実は9月10日の視察では第一原発視察の後、デブリの状況を把握し、将来デブリの除去にも使うためのロボットの開発にあたっている、楢葉遠隔技術開発センターも訪れました。階段を登れるロボットなど高専の学生がコンテストで競っていることも聞きました。そこで私は遠隔技術開発センターの幹部に極めて高い放射線量下でも正常に動くロボットの開発を進めているのかを聞きました。しかし現在のところこのセンターでは高い放射線量下での実験は行っていないという答えでした。高い放射線量下では半導体の急激な劣化などで電子機器が故障する例が多いので聞いてみたのです。

 

私はドイツで原子炉の通常の廃炉作業を視察したことがあります。圧力容器を冠水させ、放射線量を抑えながらマジックハンドなど遠隔操作で、高い放射線を発している被爆した部材を切り取り、容器に入れて取り出す作業です。長い時間をかけての作業になります。こうした作業を核燃料デブリが飛び散っている気中で進めることができるのか。極めて疑問です。

 

東電は廃炉完了までの期間を30~40年と計画しています。しかし、専門家の中には事故を起こした原子炉は長期にわたって遮蔽しておくしかないという人もいます。

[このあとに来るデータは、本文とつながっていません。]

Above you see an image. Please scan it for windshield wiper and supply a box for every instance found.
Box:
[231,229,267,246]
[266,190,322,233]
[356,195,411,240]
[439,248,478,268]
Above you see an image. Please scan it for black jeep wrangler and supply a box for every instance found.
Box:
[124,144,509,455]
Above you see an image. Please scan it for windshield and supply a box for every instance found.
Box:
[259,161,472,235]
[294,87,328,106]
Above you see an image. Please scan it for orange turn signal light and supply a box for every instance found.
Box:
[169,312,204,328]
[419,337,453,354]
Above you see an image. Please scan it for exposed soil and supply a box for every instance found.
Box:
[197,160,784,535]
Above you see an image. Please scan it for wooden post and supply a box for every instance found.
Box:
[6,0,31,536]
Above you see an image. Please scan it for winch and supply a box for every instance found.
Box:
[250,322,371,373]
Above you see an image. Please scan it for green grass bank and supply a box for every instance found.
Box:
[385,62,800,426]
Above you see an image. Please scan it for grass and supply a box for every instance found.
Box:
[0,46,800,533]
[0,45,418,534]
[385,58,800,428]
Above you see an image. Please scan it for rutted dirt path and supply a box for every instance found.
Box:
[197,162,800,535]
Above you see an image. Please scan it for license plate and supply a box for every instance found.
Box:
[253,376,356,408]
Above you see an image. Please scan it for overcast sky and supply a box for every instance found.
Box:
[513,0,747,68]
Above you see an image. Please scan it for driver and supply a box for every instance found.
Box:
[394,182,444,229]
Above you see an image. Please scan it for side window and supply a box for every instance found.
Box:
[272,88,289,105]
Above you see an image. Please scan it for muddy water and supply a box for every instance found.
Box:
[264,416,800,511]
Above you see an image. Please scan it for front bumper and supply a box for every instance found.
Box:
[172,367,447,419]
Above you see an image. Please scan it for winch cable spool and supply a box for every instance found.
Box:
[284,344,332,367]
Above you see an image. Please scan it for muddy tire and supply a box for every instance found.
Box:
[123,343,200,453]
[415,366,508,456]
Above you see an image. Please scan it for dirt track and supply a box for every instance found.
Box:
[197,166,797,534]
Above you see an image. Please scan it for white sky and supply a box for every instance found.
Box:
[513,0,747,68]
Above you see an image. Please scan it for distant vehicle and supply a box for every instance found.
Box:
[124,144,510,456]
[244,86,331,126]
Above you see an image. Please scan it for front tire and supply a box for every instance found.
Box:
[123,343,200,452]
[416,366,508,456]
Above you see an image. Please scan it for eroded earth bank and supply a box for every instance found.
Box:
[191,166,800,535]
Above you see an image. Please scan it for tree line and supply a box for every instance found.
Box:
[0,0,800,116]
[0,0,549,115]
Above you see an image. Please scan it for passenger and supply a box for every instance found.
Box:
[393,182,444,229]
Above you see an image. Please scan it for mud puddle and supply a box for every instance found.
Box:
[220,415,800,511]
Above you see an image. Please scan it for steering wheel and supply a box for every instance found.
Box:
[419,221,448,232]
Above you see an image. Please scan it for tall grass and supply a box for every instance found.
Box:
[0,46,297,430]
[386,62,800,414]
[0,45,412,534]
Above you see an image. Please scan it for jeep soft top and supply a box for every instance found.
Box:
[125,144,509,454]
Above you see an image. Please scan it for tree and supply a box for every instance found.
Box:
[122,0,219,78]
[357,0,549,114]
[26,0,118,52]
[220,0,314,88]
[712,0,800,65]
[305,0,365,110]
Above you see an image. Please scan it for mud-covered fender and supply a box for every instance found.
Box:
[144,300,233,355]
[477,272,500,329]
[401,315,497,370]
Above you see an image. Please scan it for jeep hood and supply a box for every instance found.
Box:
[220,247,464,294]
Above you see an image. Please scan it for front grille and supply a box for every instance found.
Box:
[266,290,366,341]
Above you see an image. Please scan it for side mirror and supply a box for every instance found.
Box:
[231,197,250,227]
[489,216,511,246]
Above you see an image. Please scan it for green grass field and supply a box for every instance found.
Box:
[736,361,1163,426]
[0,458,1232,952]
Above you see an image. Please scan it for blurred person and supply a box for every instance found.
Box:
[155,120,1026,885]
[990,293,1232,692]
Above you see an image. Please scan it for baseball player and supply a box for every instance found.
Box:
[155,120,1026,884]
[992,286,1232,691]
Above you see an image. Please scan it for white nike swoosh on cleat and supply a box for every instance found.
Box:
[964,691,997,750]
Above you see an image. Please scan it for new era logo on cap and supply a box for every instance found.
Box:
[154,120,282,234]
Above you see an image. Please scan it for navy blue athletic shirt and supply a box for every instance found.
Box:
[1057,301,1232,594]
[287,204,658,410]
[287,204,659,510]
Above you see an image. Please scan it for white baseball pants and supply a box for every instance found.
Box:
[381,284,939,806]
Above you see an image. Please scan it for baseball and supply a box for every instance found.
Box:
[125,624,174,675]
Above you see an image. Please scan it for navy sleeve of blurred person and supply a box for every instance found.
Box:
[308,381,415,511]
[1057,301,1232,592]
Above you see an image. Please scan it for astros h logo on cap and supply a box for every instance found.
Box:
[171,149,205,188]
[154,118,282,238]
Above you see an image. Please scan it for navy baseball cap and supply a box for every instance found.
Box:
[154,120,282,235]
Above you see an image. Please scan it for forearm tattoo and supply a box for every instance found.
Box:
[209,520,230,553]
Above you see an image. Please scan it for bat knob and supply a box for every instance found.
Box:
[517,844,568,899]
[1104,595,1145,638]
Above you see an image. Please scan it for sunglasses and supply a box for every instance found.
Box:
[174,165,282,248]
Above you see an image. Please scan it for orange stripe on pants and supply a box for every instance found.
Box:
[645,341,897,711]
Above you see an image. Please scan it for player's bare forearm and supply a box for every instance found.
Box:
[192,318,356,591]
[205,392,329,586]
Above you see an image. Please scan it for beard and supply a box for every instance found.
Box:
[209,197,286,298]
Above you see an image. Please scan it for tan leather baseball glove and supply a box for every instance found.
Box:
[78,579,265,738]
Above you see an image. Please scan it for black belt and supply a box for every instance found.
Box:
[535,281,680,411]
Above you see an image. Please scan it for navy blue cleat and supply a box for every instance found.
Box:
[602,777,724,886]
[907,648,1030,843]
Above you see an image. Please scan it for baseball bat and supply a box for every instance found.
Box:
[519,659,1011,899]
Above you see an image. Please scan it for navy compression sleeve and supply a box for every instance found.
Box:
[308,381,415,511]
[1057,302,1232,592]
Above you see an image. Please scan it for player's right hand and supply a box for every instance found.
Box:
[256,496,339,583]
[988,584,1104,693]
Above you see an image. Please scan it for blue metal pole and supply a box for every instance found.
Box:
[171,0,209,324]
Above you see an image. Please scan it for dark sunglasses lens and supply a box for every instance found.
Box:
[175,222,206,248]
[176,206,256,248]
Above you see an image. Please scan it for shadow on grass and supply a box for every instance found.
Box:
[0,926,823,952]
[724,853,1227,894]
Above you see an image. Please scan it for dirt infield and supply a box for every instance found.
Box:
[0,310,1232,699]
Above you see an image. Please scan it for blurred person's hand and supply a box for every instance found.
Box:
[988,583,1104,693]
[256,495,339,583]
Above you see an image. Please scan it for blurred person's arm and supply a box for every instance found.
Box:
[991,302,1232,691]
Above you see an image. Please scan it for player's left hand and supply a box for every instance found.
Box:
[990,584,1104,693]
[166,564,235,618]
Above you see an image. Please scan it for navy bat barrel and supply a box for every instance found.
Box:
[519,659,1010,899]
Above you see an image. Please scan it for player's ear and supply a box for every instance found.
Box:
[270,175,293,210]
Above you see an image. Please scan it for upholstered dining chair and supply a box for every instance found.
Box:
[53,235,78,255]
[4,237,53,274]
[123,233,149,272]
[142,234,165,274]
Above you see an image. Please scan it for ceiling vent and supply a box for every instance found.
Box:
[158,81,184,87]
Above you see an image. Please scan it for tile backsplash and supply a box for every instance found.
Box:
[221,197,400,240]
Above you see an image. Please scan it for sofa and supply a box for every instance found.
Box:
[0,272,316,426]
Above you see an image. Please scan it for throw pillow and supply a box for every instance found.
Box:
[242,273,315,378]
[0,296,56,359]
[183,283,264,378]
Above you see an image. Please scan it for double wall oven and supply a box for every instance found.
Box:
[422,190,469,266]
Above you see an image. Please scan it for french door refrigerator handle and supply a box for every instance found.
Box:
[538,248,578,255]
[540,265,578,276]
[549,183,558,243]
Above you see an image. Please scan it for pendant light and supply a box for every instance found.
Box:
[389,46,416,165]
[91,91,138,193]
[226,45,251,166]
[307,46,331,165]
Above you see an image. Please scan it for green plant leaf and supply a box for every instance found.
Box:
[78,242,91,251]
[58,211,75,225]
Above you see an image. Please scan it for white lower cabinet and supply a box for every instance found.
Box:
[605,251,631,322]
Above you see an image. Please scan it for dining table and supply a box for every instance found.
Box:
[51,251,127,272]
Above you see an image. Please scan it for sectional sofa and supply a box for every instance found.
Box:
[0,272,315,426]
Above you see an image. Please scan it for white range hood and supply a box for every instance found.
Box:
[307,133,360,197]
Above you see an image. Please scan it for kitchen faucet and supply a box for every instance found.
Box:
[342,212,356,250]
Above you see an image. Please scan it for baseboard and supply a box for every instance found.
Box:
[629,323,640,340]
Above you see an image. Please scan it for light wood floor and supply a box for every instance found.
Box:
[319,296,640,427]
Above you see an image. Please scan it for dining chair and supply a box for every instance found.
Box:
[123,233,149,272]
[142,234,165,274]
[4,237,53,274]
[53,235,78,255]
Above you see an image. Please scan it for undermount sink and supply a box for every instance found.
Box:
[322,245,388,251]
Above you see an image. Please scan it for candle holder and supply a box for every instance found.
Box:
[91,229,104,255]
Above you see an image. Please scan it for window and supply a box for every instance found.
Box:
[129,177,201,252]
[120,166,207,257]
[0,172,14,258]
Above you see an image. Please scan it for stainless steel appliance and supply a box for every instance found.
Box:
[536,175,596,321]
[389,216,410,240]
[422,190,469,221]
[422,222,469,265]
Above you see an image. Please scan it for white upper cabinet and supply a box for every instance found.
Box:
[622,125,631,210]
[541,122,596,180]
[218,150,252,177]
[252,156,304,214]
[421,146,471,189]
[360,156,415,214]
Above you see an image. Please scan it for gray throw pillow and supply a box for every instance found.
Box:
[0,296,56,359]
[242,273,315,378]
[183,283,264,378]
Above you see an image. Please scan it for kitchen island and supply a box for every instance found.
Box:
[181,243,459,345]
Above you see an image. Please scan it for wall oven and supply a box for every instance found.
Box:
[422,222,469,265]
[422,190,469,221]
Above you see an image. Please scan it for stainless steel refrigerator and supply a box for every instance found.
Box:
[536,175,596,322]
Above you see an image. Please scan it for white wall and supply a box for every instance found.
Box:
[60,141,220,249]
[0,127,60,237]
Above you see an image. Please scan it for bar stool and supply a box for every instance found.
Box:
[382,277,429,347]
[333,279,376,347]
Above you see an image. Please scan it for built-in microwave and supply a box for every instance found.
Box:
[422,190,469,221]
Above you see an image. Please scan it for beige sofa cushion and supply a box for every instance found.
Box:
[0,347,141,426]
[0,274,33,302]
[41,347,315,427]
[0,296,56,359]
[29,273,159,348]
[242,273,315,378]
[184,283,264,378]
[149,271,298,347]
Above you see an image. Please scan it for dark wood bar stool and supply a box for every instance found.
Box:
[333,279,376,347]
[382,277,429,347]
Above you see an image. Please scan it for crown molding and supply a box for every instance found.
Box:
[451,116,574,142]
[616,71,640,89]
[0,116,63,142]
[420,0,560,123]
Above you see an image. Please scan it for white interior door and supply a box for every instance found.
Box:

事実事故を起こしたチェルノブイリ原発は事故から30年が経過していますが廃炉作業は進んでいません。石棺の上に巨大な金属製のシールドをかぶせ、今後さらに長期にわたって放射線量が下がるのを待つそうです。

 

事故を起こした原子炉の廃炉がいかにむつかしいかを十分に理解した上で計画を立てる必要があります。